Et Sarah sortit.
«Tout va bien, se dit-elle. Cette misérable jeune fille à laquelle Rodolphe s’intéressait par caprice, et qu’il avait envoyée à la ferme de Bouqueval, afin d’en faire sans doute plus tard sa maîtresse, n’est plus maintenant à craindre… grâce à la borgnesse qui m’en a délivrée…
«L’adresse de Rodolphe a sauvé Mme d’Harville du piège où j’avais voulu la faire tomber; mais il est impossible qu’elle échappe à la nouvelle trame que je médite: elle sera donc à jamais perdue pour Rodolphe.
«Alors, attristé, découragé, isolé de toute affection, ne sera-t-il pas dans une position d’esprit telle, qu’il ne demandera pas mieux que d’être dupe d’un mensonge auquel je puis donner toutes les apparences de la réalité avec l’aide du notaire?… Et le notaire m’aidera, car je l’ai effrayé.
«Je trouverai facilement une jeune fille orpheline, intéressante et pauvre, qui, instruite par moi, remplira le rôle de notre enfant si amèrement regrettée par Rodolphe. Je connais la grandeur, la générosité de son cœur. Oui, pour donner un nom, un rang à celle qu’il croira sa fille, jusqu’alors malheureuse et abandonnée, il renouera nos liens que j’avais crus indissolubles. Les prédictions de ma nourrice se réaliseront enfin, et j’aurai cette fois sûrement atteint le but constant de ma vie… une couronne!»
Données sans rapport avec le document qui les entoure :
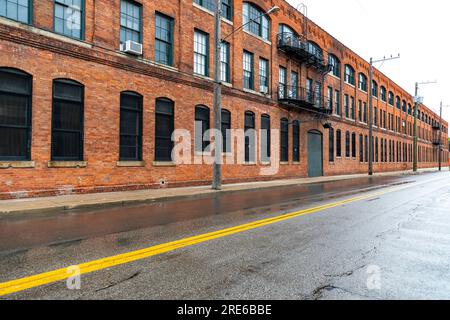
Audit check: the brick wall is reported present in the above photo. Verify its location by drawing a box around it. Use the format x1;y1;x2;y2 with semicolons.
0;0;448;198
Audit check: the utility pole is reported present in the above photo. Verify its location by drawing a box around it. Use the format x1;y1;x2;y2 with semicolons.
413;81;437;172
212;4;280;190
212;0;223;190
369;54;400;176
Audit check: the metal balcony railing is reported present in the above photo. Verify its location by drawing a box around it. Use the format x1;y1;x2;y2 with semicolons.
277;32;331;74
278;85;333;114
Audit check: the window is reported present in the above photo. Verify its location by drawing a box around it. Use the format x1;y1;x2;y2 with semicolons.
119;92;142;161
52;80;84;161
194;30;209;76
243;2;269;40
328;54;341;78
328;128;334;162
244;111;256;163
350;97;355;120
280;119;289;162
0;68;32;160
155;13;173;66
155;98;175;162
352;132;356;158
195;106;210;152
54;0;84;39
289;72;298;99
278;66;288;99
194;0;233;20
334;90;341;116
221;109;232;153
259;58;269;94
358;100;363;122
358;73;367;92
372;81;378;98
220;42;231;83
292;120;300;162
344;94;350;118
243;51;254;90
120;0;142;43
0;0;32;23
380;86;387;102
345;131;350;158
359;134;364;163
261;114;271;162
363;102;367;123
389;91;394;106
336;130;342;158
344;64;355;86
364;136;369;162
327;87;333;111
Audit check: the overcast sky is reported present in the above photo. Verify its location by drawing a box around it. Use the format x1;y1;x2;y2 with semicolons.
288;0;450;121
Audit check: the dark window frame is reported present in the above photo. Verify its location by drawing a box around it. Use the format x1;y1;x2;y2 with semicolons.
0;68;33;161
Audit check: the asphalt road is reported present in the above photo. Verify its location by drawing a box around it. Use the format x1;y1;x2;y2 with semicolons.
0;172;450;299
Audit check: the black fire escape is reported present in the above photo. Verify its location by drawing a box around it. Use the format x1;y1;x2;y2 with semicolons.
277;33;333;115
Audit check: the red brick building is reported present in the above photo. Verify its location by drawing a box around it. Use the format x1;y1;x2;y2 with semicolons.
0;0;448;199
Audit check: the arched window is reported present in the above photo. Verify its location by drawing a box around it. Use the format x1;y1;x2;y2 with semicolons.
292;120;300;162
280;118;289;162
155;98;175;162
336;130;342;158
0;0;33;24
52;79;84;161
380;86;387;102
358;73;367;92
328;127;334;163
261;114;271;162
389;91;394;106
0;68;32;160
244;111;256;163
119;91;142;161
344;64;355;86
195;105;210;152
345;131;350;158
352;132;356;158
372;80;378;98
221;109;232;153
242;2;270;40
359;134;364;163
328;53;341;78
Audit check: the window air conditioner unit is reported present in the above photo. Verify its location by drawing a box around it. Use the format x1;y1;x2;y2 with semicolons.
120;40;142;56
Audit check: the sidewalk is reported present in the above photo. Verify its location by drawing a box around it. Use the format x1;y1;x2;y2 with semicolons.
0;168;436;216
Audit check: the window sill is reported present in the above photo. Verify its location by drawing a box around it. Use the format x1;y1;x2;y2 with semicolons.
192;3;233;26
0;161;36;169
117;161;145;168
47;161;87;168
153;161;176;167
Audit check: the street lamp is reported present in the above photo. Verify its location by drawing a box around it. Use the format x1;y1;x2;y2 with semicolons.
413;81;437;172
212;0;280;190
369;54;400;176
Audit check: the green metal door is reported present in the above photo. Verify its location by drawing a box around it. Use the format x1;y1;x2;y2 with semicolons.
308;131;323;177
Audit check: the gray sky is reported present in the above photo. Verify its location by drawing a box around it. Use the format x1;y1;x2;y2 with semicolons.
288;0;450;121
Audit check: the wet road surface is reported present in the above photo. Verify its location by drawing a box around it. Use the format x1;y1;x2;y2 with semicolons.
0;172;450;299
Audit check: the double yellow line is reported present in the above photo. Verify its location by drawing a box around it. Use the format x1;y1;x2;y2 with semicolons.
0;181;438;296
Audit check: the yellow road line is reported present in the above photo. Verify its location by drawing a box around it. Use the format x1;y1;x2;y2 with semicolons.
0;181;440;297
À peine Sarah venait-elle de quitter la maison du notaire que M. Charles Robert y entra, descendant du cabriolet le plus élégant: il se dirigea en habitué vers le cabinet de Jacques Ferrand.
XVIII M. Charles Robert
Le commandant, ainsi que disait Mme Pipelet, entra sans façon chez le notaire, qu’il trouva d’une humeur sombre et atrabilaire, et qui lui dit brutalement:
– Je réserve les après-midi pour mes clients… quand vous voulez me parler, venez donc le matin.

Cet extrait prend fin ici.